SINJAI, UPEKS.co.id — Harapan masyarakat terhadap dua sentra industri di Kabupaten Sinjai yang digadang-gadang akan menyerap ratusan tenaga kerja lokal masih jauh dari kenyataan. Setelah proyek pembangunannya rampung tahun 2022, dua sentra industri yakni sentra industri pengolahan hasil peternakan di Kecamatan Sinjai Selatan dan sentra industri pengolahan logam di Kecamatan Bulupoddo hingga kini belum beroperasi secara optimal, bahkan cenderung terbengkalai.
Padahal, keberadaan dua sentra tersebut semula dirancang untuk menjadi penggerak ekonomi lokal dan menyerap banyak tenaga kerja dari kalangan Industri Kecil Menengah (IKM).
Sentra industri pengolahan hasil peternakan dipastikan akan melibatkan setidaknya 19 kelompok IKM, dengan masing-masing kelompok beranggotakan lima orang. Mereka direncanakan memproduksi berbagai olahan hasil peternakan, seperti bakso sapi dan ayam, daging beku, nugget, sosis, kerupuk kulit, pengolah limbah tulang untuk pakan ternak, abon daging, hingga cornet.
Sementara itu, sentra industri logam dirancang untuk menyerap 10 kelompok IKM yang akan memproduksi peralatan seperti pisau, parang, cangkul, sabit, dan berbagai perkakas logam lainnya. Namun hingga kini, aktivitas produksi belum berjalan sebagaimana harapan.
Plt Kepala Dinas Perindustrian dan Perdagangan Sinjai, A. Irwan Syahrani, dalam rapat gabungan komisi DPRD Sinjai pada Senin (16/6/2025), menjelaskan sejumlah penyebab belum optimalnya operasional kedua sentra tersebut.
Untuk sentra logam, kendala utamanya adalah minimnya pasokan bahan baku pembakaran, serta kurangnya permintaan dari konsumen karena pemasarannya hanya terbatas di Pasar Sentral Sinjai. Selain itu, domisili para pengrajin yang cukup jauh dari lokasi sentra menyebabkan biaya operasional semakin tinggi dan menurunkan minat untuk berproduksi.
Adapun untuk sentra pengolahan hasil peternakan, Irwan menyebutkan bahwa permintaan terhadap produk olahan yang dihasilkan masih sangat minim.

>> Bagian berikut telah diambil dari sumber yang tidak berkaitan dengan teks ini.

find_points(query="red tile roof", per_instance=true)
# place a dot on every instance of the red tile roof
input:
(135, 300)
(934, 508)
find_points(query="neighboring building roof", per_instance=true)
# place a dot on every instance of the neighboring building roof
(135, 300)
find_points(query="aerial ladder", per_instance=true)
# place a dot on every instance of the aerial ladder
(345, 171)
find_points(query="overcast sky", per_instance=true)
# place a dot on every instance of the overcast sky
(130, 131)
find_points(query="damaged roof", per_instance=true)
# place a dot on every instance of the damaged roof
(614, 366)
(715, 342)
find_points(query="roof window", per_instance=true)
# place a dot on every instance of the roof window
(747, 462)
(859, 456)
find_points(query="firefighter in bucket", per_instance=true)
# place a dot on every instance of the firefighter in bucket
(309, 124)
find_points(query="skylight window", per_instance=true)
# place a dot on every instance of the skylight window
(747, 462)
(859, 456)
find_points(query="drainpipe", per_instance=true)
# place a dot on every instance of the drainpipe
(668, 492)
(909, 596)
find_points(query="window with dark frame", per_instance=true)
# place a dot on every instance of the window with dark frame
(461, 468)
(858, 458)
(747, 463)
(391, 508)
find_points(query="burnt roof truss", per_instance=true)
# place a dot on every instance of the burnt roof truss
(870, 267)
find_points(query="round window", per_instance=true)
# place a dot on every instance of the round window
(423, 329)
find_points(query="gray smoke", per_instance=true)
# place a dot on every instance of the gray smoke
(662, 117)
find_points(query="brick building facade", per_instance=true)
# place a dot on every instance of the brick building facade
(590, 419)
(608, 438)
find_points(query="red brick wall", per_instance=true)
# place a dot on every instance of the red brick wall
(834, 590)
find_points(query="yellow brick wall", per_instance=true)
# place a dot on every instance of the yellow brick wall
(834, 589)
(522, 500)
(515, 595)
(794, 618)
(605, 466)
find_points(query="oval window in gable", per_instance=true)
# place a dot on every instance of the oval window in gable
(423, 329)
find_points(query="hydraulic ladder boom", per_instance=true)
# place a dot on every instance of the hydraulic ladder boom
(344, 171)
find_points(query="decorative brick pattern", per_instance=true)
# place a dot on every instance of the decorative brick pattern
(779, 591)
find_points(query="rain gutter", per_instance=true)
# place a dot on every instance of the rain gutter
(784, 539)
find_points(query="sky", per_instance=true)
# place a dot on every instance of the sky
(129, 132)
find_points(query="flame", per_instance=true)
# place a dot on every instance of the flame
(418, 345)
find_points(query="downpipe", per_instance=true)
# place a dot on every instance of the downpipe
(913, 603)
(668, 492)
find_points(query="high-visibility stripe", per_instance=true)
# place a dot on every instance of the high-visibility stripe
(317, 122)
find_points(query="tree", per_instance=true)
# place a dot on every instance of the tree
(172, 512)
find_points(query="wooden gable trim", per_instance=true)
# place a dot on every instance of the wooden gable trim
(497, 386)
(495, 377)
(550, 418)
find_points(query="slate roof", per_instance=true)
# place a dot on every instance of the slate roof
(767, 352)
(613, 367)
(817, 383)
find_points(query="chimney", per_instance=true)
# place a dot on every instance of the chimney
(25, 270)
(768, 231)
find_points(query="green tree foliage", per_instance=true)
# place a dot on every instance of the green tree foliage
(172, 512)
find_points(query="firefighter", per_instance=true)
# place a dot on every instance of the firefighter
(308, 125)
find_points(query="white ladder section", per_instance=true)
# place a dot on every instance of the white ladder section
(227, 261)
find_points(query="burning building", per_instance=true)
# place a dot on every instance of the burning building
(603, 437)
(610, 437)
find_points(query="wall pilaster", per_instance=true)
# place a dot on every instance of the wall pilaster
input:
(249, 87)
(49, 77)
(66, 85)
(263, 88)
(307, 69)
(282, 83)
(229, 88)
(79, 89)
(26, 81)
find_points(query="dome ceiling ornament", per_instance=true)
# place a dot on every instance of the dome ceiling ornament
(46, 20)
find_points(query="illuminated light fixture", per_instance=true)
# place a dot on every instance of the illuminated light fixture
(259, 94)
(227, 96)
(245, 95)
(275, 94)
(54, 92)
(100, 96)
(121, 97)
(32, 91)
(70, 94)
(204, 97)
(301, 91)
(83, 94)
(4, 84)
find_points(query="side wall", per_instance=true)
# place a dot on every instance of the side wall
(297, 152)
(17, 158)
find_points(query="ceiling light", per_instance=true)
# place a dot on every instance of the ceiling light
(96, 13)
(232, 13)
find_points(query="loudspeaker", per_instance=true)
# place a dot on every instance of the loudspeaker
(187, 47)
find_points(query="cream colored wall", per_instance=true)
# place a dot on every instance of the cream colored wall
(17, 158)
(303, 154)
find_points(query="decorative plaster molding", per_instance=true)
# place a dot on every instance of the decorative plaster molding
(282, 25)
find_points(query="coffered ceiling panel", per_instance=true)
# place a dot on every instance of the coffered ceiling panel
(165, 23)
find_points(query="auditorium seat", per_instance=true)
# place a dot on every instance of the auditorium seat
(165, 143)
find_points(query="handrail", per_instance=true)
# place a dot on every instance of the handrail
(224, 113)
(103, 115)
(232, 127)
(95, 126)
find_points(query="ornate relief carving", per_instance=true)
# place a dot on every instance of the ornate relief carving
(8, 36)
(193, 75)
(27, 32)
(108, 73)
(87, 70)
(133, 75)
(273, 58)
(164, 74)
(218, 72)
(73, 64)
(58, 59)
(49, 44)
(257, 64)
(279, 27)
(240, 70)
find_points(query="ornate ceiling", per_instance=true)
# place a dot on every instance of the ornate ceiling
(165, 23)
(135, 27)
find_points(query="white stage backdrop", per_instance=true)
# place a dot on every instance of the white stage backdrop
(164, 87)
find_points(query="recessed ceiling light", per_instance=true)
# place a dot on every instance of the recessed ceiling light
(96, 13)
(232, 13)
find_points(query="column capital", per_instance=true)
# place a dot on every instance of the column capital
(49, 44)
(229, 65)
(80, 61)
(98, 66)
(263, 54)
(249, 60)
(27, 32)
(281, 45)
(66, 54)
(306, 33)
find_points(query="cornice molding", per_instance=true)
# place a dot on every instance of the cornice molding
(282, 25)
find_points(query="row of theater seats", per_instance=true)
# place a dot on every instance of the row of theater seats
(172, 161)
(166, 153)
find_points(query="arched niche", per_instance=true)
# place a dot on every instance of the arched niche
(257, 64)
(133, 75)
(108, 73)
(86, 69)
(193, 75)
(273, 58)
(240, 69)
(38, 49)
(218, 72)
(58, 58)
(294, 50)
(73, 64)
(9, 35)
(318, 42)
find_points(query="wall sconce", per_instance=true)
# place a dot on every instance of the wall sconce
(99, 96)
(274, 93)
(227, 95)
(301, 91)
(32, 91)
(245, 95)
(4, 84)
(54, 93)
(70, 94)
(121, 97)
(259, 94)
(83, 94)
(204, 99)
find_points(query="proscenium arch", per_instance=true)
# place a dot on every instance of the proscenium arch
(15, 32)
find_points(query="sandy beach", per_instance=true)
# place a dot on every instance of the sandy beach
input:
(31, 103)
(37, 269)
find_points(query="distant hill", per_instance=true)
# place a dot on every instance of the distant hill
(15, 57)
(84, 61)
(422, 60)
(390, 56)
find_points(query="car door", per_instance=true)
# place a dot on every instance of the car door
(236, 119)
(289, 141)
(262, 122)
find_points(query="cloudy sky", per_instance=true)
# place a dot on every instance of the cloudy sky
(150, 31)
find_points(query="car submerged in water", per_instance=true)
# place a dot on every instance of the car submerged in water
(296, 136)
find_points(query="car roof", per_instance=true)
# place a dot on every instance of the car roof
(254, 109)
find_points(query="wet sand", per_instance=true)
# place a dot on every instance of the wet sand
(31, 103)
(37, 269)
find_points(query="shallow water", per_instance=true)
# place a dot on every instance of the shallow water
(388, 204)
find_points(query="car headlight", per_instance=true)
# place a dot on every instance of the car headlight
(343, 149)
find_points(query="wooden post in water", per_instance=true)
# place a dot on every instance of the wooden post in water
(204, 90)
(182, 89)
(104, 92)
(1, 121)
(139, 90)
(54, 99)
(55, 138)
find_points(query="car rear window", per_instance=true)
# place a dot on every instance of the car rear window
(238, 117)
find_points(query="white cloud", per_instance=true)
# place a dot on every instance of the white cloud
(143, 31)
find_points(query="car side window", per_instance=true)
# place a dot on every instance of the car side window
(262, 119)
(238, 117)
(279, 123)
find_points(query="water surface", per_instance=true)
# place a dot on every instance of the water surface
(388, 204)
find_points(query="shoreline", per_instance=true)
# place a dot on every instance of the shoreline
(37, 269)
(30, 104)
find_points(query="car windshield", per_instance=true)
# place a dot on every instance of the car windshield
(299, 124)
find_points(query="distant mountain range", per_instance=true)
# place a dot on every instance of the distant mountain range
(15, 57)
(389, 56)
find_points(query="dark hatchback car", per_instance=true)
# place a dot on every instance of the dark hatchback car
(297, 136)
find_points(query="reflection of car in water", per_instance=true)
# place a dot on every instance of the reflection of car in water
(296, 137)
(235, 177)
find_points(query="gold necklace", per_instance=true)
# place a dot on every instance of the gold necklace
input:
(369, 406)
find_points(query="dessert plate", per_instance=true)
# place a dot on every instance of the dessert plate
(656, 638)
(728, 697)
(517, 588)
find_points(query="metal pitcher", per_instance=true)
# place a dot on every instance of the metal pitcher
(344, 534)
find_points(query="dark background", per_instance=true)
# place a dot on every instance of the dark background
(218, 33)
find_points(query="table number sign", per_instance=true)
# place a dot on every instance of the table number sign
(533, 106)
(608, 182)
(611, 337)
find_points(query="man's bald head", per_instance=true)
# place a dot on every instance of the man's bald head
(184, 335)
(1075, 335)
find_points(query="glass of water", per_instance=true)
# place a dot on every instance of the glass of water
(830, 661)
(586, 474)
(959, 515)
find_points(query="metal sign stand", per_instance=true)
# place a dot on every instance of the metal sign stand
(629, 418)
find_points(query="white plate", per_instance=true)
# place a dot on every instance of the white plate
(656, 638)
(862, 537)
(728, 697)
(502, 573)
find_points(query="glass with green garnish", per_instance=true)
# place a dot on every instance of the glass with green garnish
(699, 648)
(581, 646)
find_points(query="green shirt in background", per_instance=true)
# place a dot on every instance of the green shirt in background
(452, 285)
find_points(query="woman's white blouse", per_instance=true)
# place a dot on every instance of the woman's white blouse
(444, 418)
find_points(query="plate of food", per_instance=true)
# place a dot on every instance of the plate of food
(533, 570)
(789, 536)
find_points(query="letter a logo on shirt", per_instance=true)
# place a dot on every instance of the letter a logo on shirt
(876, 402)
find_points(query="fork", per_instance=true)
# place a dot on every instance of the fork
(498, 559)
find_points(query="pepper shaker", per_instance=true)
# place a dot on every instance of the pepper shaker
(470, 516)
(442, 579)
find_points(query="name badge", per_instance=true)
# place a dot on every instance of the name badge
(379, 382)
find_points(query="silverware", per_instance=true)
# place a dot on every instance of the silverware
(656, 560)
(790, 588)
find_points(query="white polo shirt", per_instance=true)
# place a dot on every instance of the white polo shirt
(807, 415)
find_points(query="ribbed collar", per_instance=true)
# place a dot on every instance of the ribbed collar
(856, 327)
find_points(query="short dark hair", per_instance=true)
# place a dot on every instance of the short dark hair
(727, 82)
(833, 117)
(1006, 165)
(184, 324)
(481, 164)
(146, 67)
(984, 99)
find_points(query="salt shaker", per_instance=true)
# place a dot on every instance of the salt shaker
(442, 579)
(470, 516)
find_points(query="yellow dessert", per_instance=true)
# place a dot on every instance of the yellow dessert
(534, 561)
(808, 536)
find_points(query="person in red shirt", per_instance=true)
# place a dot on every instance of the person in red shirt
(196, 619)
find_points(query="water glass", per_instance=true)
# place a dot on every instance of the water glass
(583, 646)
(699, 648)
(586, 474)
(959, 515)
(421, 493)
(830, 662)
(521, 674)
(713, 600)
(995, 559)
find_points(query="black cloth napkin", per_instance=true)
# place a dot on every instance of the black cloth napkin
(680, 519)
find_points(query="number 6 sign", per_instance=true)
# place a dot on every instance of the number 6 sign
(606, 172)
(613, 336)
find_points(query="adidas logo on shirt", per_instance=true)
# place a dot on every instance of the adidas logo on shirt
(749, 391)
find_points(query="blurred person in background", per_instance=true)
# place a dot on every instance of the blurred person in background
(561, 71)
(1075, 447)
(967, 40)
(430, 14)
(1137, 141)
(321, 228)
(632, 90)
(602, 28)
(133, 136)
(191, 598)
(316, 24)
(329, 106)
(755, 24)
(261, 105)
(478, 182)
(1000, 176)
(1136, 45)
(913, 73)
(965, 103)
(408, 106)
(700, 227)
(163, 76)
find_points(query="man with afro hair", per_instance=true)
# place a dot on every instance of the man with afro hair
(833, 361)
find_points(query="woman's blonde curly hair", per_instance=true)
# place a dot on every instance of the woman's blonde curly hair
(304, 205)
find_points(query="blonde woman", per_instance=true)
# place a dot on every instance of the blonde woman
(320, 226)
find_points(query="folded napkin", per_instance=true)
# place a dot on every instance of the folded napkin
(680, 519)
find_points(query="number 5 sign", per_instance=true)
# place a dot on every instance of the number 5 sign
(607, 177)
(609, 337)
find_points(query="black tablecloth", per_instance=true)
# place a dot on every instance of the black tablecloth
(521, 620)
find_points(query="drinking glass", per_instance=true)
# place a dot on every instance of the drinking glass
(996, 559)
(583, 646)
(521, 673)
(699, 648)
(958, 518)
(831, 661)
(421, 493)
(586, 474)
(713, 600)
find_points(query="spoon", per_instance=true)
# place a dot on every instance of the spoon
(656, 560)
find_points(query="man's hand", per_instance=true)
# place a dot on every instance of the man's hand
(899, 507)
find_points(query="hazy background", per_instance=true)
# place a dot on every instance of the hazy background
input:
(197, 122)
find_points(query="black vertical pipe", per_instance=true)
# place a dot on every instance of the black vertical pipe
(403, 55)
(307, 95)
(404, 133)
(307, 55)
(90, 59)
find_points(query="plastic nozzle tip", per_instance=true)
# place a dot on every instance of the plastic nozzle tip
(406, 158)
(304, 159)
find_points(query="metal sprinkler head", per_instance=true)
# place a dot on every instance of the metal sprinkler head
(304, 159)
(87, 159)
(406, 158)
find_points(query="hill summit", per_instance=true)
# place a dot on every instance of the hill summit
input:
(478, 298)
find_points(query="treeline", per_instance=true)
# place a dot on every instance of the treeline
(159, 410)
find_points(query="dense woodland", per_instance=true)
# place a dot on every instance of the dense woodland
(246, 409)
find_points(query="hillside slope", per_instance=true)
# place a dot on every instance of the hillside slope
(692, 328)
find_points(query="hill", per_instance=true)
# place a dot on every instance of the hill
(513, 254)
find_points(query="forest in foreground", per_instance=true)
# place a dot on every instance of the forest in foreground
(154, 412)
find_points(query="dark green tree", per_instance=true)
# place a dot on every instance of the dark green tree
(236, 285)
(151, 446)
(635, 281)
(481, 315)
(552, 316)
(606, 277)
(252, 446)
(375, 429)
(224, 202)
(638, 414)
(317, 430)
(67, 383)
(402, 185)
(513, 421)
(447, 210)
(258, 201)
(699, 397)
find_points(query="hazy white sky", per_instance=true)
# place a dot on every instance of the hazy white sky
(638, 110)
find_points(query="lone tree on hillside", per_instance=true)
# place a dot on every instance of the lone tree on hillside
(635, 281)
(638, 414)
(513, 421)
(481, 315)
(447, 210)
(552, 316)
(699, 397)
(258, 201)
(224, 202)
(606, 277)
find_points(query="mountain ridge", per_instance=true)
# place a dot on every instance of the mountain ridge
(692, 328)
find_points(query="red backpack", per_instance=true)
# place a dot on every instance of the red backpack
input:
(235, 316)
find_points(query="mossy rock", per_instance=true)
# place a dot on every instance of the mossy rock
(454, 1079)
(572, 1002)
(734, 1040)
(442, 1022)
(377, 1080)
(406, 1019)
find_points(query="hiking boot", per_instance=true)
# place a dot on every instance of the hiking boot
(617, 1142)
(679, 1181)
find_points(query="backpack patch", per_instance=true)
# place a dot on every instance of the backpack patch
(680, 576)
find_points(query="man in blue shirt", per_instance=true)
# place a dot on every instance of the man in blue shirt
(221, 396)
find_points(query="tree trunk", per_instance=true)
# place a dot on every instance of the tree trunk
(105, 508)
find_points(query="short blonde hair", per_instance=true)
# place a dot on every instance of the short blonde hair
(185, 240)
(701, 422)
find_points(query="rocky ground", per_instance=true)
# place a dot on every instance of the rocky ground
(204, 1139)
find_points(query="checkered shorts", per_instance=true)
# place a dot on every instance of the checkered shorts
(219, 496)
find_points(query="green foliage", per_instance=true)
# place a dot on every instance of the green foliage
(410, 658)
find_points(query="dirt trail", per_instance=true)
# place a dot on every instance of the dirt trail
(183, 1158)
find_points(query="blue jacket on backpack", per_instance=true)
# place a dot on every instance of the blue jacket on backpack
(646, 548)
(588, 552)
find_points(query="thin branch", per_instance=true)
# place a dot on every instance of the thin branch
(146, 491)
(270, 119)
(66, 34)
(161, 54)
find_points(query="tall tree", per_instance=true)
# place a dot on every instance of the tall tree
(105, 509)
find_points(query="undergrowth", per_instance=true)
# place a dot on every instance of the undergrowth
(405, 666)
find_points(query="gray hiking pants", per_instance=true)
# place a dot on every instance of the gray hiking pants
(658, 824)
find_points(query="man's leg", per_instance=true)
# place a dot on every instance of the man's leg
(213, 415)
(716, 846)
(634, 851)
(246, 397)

Ditambah lagi, akses jalan menuju sentra tersebut dinilai masih kurang layak dan membutuhkan perbaikan agar distribusi dan mobilitas pelaku usaha menjadi lebih efisien.
Menanggapi hal ini, anggota DPRD Sinjai, Andi Rusmiati Rustham, S.T., menyayangkan kondisi sentra yang tidak dimanfaatkan secara maksimal, meskipun telah dilengkapi dengan fasilitas memadai.
“Gedung dan peralatan yang terdapat di sentra hasil peternakan sangatlah bagus, tapi percuma bagus kalau fungsinya tidak dipergunakan dengan maksimal,” tegas Rusmiati.
Ia menyarankan agar pemerintah tidak hanya fokus pada pembangunan fisik, namun juga serius dalam peningkatan kualitas sumber daya manusia.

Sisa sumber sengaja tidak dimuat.